Giorgio Armani Operations Spa, che fa parte del colosso della moda – di cui nessun dipendente, né tantomeno i vertici sono indagati – aveva “esternalizzato” la realizzazione di accessori e borse affidandola “ufficialmente” a Manifatture Lombarde srl e MinoRonzoni srl, aziende nel Milanese e nella Bergamasca. Queste avrebbero subappaltato la produzione nonostante non avessero la minima autorizzazione per assegnare il lavoro in subappalto.

I controlli hanno portato a tratteggiare un quadro di sfruttamento e di mancanza di sicurezza ed igiene per le condizioni “degradanti” in cui gli operai lavoravano. Un quadro che – si legge negli atti – ha fatto suonare “un campanello d'allarme sintomatico (...) di un sistema di produzione generalizzato e consolidato” su cui la magistratura di Milano ha acceso un faro.

La società Giorgio Armani Operations Spa ritiene di avere “da sempre in atto misure di controllo e di prevenzione atte a minimizzare abusi nella catena di fornitura”. Ma secondo i giudici della sezione misure di prevenzione, invece, avrebbe “colposamente alimentato” tale “meccanismo” in quanto non avrebbe “verificato la reale capacità imprenditoriale delle società appaltatrici”. La decisione di affiancare un commissario agli organi amministrativi della società è “a favore a a tutela dell'attività imprenditoriale” del marchio.

Armani sapeva?

I quattro opifici cinesi interessati dall’inchiesta avrebbero realizzato accessori per Armani dal 2017. Negli ultimi sette anni, il controllo qualità dei prodotti sarebbe spettato a diversi intermediari. Uno di questi addetti – si legge negli atti d’indagine – andava “mensilmente” in uno dei capannoni-dormitorio e ha messo a verbale che Manifatture Lombarde srl, una delle due società appaltatrici dei lavori Armani, “non ha un reparto produzione” e non potendo “evadere le commesse” esternalizzava “le lavorazioni” ai “sub-committenti”.

Eppure la società Giorgio Armani Operations Spa “non ha accertato” che la “società appaltatrice non ha un reparto produzione”. Avere un reparto produzione era, si legge sempre negli atti, l’unico “requisito necessario ad ottemperare le obbligazioni commerciali sottoscritte”.

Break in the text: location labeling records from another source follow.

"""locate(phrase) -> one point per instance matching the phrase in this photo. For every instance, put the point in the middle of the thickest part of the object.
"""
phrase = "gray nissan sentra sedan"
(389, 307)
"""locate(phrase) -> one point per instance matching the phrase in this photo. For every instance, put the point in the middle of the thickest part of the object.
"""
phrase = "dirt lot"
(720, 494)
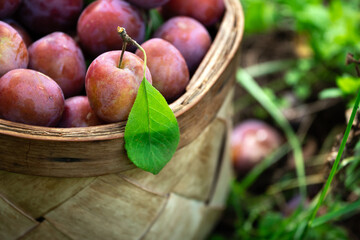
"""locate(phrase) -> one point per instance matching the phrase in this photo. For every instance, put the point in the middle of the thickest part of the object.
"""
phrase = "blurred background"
(302, 54)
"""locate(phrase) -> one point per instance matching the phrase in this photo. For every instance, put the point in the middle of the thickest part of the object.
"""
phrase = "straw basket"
(78, 183)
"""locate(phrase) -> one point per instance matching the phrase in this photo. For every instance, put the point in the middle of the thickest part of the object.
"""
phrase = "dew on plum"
(168, 68)
(30, 97)
(58, 56)
(189, 36)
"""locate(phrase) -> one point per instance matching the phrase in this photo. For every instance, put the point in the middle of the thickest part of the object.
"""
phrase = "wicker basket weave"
(79, 184)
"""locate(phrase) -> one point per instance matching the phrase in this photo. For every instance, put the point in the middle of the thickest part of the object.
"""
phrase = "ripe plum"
(23, 33)
(58, 56)
(252, 141)
(189, 36)
(30, 97)
(147, 4)
(112, 89)
(168, 68)
(98, 23)
(207, 12)
(13, 52)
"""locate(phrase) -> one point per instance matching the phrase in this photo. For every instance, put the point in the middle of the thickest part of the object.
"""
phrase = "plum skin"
(148, 4)
(46, 16)
(251, 141)
(169, 72)
(98, 22)
(78, 113)
(13, 51)
(112, 90)
(189, 36)
(58, 56)
(208, 12)
(23, 33)
(30, 97)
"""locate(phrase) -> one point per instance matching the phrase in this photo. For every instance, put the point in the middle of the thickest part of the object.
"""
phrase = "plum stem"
(127, 39)
(122, 53)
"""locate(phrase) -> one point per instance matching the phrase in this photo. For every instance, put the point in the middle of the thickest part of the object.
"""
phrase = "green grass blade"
(337, 161)
(255, 90)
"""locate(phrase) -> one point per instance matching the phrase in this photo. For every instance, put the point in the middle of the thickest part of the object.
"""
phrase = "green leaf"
(348, 84)
(330, 93)
(152, 132)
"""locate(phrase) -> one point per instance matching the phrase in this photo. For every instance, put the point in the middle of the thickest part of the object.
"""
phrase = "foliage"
(329, 31)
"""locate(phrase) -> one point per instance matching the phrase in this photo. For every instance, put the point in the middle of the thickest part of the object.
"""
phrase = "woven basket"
(78, 183)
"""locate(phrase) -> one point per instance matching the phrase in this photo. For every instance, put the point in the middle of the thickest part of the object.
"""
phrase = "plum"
(169, 72)
(112, 89)
(46, 16)
(78, 113)
(189, 36)
(30, 97)
(23, 33)
(147, 4)
(252, 141)
(13, 52)
(97, 26)
(58, 56)
(8, 7)
(208, 12)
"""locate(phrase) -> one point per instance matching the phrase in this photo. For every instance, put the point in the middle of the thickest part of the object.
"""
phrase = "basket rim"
(194, 93)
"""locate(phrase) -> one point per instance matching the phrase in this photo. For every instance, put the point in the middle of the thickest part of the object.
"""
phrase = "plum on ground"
(251, 141)
(58, 56)
(169, 72)
(189, 36)
(13, 51)
(112, 89)
(30, 97)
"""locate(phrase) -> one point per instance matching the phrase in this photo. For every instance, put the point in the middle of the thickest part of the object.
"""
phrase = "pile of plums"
(59, 60)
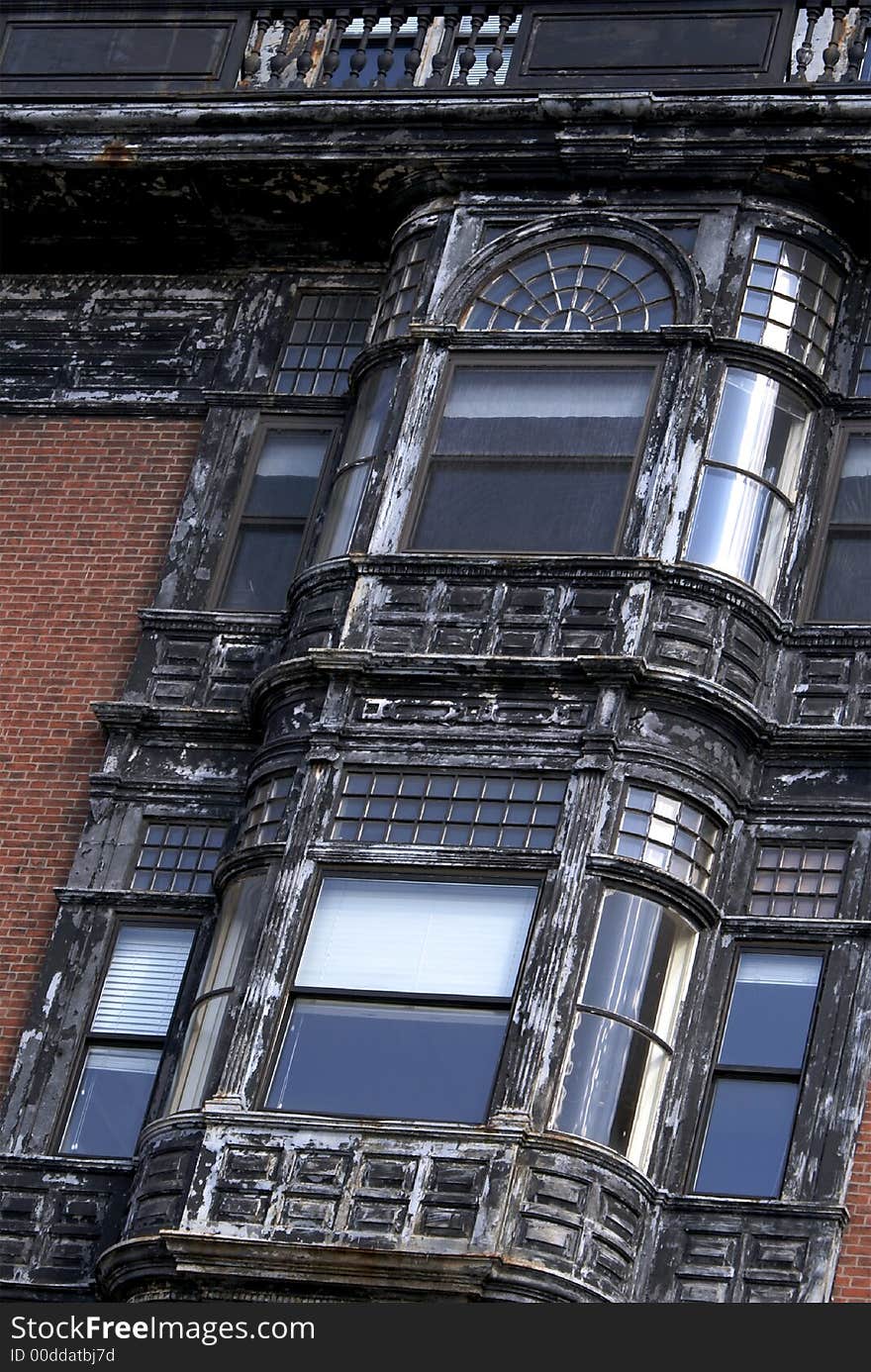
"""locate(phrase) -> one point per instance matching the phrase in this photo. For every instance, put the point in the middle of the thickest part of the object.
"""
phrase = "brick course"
(87, 508)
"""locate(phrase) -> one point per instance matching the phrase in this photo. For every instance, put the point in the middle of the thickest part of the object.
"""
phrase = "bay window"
(533, 457)
(625, 1030)
(749, 478)
(402, 996)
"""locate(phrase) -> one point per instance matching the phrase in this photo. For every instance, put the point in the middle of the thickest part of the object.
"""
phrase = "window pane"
(262, 568)
(853, 501)
(561, 412)
(845, 589)
(747, 1137)
(523, 507)
(111, 1102)
(417, 935)
(639, 962)
(401, 1062)
(612, 1087)
(143, 978)
(760, 429)
(771, 1009)
(288, 472)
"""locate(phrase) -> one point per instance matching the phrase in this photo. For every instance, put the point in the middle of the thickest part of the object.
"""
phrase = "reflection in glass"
(749, 479)
(615, 1073)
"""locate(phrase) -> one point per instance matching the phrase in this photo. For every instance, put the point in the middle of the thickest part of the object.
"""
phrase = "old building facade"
(469, 896)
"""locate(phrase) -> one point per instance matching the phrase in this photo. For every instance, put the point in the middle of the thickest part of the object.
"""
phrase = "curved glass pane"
(639, 962)
(575, 288)
(612, 1087)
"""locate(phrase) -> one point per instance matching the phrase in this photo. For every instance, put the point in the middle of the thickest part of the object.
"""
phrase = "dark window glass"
(759, 1074)
(532, 460)
(845, 586)
(747, 1137)
(387, 1061)
(273, 522)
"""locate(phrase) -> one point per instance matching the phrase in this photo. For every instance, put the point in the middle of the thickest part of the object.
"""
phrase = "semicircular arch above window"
(575, 288)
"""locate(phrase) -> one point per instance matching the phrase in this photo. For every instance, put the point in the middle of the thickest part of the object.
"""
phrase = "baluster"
(832, 52)
(251, 63)
(386, 55)
(495, 56)
(806, 52)
(306, 57)
(283, 56)
(441, 59)
(331, 56)
(856, 50)
(412, 57)
(358, 60)
(466, 55)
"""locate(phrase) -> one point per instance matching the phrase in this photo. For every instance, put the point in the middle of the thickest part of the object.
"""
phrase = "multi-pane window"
(575, 288)
(327, 334)
(402, 998)
(625, 1030)
(178, 857)
(217, 992)
(266, 811)
(533, 458)
(799, 882)
(790, 301)
(363, 447)
(757, 1077)
(843, 593)
(668, 833)
(747, 482)
(127, 1038)
(402, 288)
(487, 810)
(276, 509)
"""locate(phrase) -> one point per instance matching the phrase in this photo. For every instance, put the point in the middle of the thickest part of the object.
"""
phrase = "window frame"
(331, 420)
(817, 562)
(784, 945)
(88, 1038)
(394, 871)
(509, 355)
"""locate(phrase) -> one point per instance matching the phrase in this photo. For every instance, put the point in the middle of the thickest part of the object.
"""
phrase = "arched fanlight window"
(575, 288)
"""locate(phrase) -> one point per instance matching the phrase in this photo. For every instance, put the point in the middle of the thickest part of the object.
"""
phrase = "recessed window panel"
(433, 966)
(747, 1137)
(532, 460)
(401, 1062)
(845, 583)
(111, 1101)
(757, 1077)
(770, 1016)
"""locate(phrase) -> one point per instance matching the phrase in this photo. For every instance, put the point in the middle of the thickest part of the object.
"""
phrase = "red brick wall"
(87, 508)
(853, 1276)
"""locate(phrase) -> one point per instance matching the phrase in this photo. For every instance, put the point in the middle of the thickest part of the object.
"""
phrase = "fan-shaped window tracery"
(575, 288)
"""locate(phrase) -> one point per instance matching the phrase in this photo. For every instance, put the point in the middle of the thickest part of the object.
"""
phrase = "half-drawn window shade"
(575, 288)
(143, 980)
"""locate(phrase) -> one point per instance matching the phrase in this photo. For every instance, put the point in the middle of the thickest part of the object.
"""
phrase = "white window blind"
(436, 937)
(143, 980)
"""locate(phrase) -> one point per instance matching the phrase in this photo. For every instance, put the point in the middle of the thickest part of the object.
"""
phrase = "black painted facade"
(629, 667)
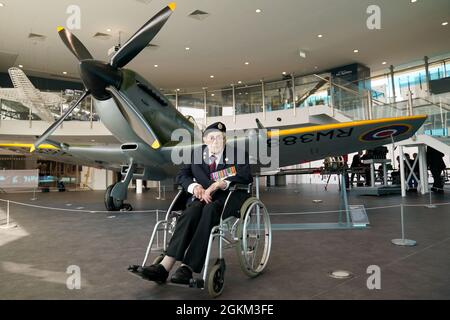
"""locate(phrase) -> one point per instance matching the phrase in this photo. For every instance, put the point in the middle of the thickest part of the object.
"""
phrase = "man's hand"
(199, 192)
(222, 185)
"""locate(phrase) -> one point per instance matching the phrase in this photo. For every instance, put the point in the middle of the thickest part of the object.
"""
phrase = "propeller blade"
(55, 126)
(74, 44)
(142, 37)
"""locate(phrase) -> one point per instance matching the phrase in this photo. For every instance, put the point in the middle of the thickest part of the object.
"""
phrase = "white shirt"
(218, 158)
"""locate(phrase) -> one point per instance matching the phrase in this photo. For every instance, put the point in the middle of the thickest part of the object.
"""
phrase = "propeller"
(74, 44)
(98, 75)
(142, 37)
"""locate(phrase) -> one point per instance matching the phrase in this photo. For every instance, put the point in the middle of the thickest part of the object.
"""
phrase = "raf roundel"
(385, 132)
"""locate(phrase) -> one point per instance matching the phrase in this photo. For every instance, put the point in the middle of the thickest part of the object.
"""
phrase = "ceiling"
(231, 35)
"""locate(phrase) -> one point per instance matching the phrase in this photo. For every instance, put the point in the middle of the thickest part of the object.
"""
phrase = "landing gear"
(111, 203)
(117, 193)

È dunque “fuor di dubbio – scrive il Tribunale – che la società non abbia mai effettivamente controllato la catena produttiva, verificando la reale capacità imprenditoriale delle aziende con le quali stipulare i contratti di fornitura e le concrete modalità di produzione da esse adottate, e che sia rimasta inerte pur venendo a conoscenza dell’esternalizzazione di produzioni da parte delle società fornitrici, omettendo di assumere iniziative”.

Per i giudici, “non si tratta di fatti episodici o limitati a singole partite di prodotti, ma di un sistema di produzione generalizzato e consolidato, tenuto conto che tale modus operandi è stato riscontrato non solo in relazione a differenti categorie di beni (borse, cinture, ecc), ma si ripete, quantomeno dal 2017 sino ai più recenti accertamenti dello scorso febbraio”.